L’interpretazione di questi fenomeni e l’accostamento laterale al 4B Movement (movimento femminista radicale coreano basato sui “quattro no”, no al matrimonio, alla procreazione, al dating e al sesso) – ne abbiamo scritto qui – ha dato origine ad un dibattito, esemplificato dall’articolo scritto proprio da David A. Tizzard per il The Korea Times, “On the Misuse of 4B Feminism to Explain Korea“, in cui l’autore, che è stato anche l’organizzatore del forum EMERGING VOICES, mette giustamente in guardia contro il rischio di utilizzare categorie ideologiche pre-confezionate per spiegare esperienze umane complesse e individuali.
Se da un lato è fondamentale rispettare l’autenticità delle voci individuali evidenziate dal professor Tizzard, dall’altro è a mio avviso importante riconoscere che la sociologia può offrire una ‘visione grandangolare’, utile a connettere quelle singole esperienze a un coro di dissenso più ampio.
Il punto non è stabilire se le giovani coreane si dichiarino seguaci del movimento 4B — cosa che la maggior parte di loro, comprese le tre ricercatrici che ci hanno offerto la loro rappresentazione nel forum EMERGING VOICES, non fa — ma comprendere come le basi del loro disagio siano profondamente intrecciate con le medesime strutture sistemiche che quel movimento denuncia.
Attraverso i dati dell’ufficio statistico coreano (KOSTAT) e il contributo di studi peer-reviewed, cercherò di comporre una “big picture” che spieghi perché, pur senza “martelli”, i chiodi del patriarcato e della competizione estrema stiano profondamente segnando la pelle della gioventù coreana.

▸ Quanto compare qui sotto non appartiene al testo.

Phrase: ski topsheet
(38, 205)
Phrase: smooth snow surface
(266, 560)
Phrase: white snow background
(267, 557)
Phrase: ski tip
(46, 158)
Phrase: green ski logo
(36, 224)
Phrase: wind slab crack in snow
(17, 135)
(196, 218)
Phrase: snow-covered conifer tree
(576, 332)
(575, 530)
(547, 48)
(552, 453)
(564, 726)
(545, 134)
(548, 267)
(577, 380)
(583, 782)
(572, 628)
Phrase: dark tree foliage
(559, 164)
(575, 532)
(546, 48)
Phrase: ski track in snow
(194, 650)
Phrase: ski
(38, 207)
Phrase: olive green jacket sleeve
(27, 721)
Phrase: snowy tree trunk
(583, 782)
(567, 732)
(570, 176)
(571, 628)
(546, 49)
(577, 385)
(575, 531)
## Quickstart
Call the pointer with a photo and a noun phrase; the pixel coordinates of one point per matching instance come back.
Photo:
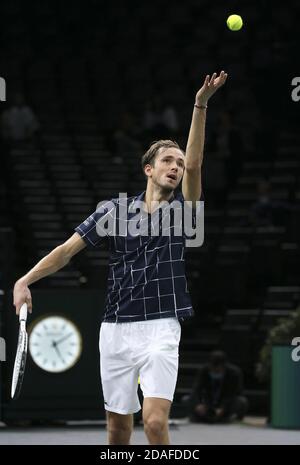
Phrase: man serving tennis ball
(147, 290)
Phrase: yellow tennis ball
(234, 22)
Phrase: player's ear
(147, 170)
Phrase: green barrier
(285, 388)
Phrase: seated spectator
(18, 122)
(217, 394)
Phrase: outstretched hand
(210, 86)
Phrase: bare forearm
(53, 262)
(195, 144)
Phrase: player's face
(168, 168)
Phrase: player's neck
(156, 194)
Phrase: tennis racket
(20, 360)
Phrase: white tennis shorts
(145, 349)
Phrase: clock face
(55, 344)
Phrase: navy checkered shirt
(146, 277)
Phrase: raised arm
(54, 261)
(191, 182)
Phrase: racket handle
(23, 312)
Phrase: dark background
(90, 71)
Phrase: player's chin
(170, 184)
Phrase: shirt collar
(141, 198)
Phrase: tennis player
(147, 291)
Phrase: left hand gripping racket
(20, 360)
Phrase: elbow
(64, 256)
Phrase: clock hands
(54, 345)
(63, 339)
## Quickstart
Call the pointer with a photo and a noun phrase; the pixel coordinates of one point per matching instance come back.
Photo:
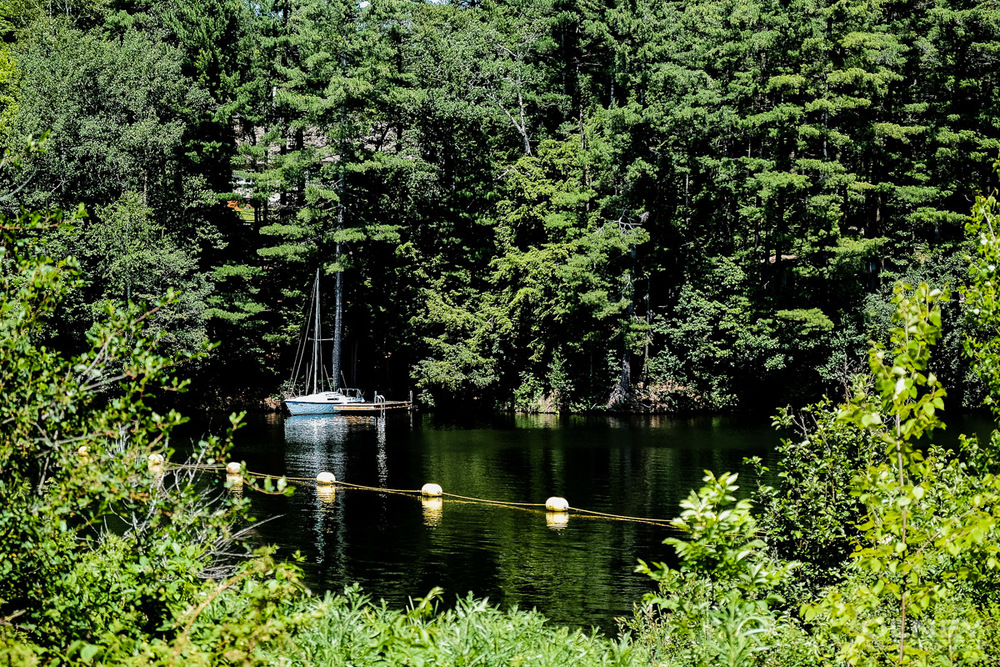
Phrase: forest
(541, 205)
(551, 205)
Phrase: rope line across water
(584, 513)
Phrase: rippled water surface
(397, 547)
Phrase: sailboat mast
(316, 336)
(337, 328)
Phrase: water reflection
(575, 570)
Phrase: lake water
(577, 573)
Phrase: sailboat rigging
(313, 391)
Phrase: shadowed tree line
(559, 204)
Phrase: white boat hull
(335, 403)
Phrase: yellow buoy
(557, 504)
(431, 490)
(433, 509)
(326, 493)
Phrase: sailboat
(323, 398)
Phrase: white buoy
(431, 490)
(557, 504)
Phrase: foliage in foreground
(896, 537)
(108, 558)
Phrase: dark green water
(579, 573)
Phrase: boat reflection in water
(321, 443)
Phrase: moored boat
(322, 400)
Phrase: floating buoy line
(431, 495)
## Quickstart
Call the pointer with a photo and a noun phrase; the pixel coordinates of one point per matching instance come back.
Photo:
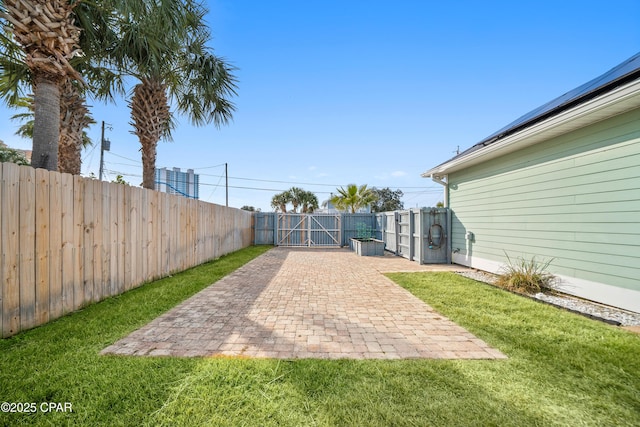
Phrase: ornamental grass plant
(528, 276)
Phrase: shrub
(527, 276)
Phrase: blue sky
(371, 92)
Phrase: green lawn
(563, 369)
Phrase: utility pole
(105, 145)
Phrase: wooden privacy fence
(67, 241)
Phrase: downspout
(445, 184)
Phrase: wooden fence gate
(296, 229)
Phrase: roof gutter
(618, 101)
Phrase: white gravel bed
(610, 314)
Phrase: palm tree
(296, 196)
(279, 201)
(309, 202)
(353, 198)
(15, 76)
(163, 45)
(73, 136)
(46, 32)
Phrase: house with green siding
(562, 183)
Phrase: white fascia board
(619, 100)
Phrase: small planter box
(367, 247)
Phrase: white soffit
(618, 101)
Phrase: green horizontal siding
(574, 198)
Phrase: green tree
(296, 196)
(353, 198)
(164, 46)
(387, 200)
(69, 147)
(308, 202)
(49, 39)
(12, 155)
(92, 20)
(279, 201)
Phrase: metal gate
(294, 229)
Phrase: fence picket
(67, 263)
(55, 245)
(27, 248)
(9, 269)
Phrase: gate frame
(308, 221)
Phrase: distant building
(176, 182)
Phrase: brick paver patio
(307, 303)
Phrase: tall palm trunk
(46, 31)
(73, 120)
(150, 114)
(46, 129)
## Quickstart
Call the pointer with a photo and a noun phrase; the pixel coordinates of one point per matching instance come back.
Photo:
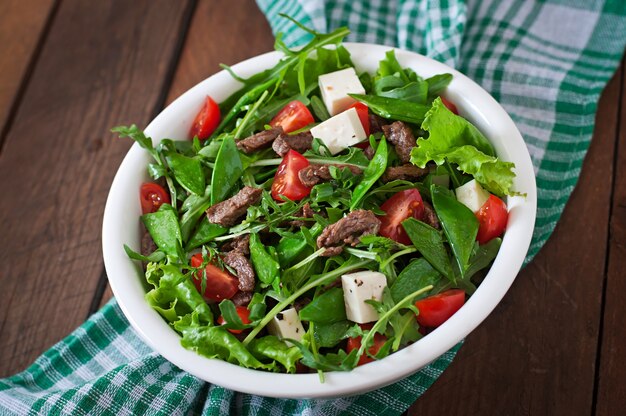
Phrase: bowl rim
(472, 101)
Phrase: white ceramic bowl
(121, 226)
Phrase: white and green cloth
(545, 61)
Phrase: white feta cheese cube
(359, 287)
(472, 195)
(341, 131)
(336, 86)
(286, 324)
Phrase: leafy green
(227, 171)
(374, 170)
(164, 229)
(456, 140)
(459, 225)
(393, 108)
(325, 308)
(429, 242)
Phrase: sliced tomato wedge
(152, 196)
(355, 344)
(244, 315)
(286, 181)
(363, 112)
(399, 207)
(435, 310)
(450, 105)
(220, 284)
(206, 121)
(292, 117)
(492, 219)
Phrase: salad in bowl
(326, 212)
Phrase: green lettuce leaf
(456, 140)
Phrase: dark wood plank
(103, 63)
(21, 26)
(611, 396)
(203, 52)
(536, 353)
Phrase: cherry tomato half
(152, 196)
(363, 112)
(492, 219)
(435, 310)
(355, 344)
(244, 315)
(450, 106)
(292, 117)
(286, 180)
(220, 284)
(206, 121)
(399, 207)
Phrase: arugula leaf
(325, 308)
(372, 173)
(227, 171)
(418, 274)
(187, 172)
(454, 139)
(265, 265)
(277, 350)
(459, 225)
(429, 242)
(164, 230)
(393, 108)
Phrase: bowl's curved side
(120, 227)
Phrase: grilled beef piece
(348, 230)
(430, 217)
(314, 174)
(259, 141)
(406, 172)
(226, 213)
(401, 136)
(376, 123)
(300, 142)
(242, 298)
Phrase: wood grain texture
(103, 64)
(536, 353)
(611, 397)
(204, 50)
(22, 24)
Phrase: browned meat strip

La critica al riduzionismo ideologico
L’intervento di David A. Tizzard rappresenta una voce necessaria per chiunque si occupi di studi coreani, vivendo lui all’interno della penisola. La sua osservazione principale ruota attorno alla metafora del “martello e del chiodo”: una volta che un osservatore internazionale (spesso occidentale) impugna lo strumento interpretativo del femminismo 4B, ogni fenomeno sociale coreano inizia inevitabilmente a sembrare un chiodo da battere con quella specifica conclusione.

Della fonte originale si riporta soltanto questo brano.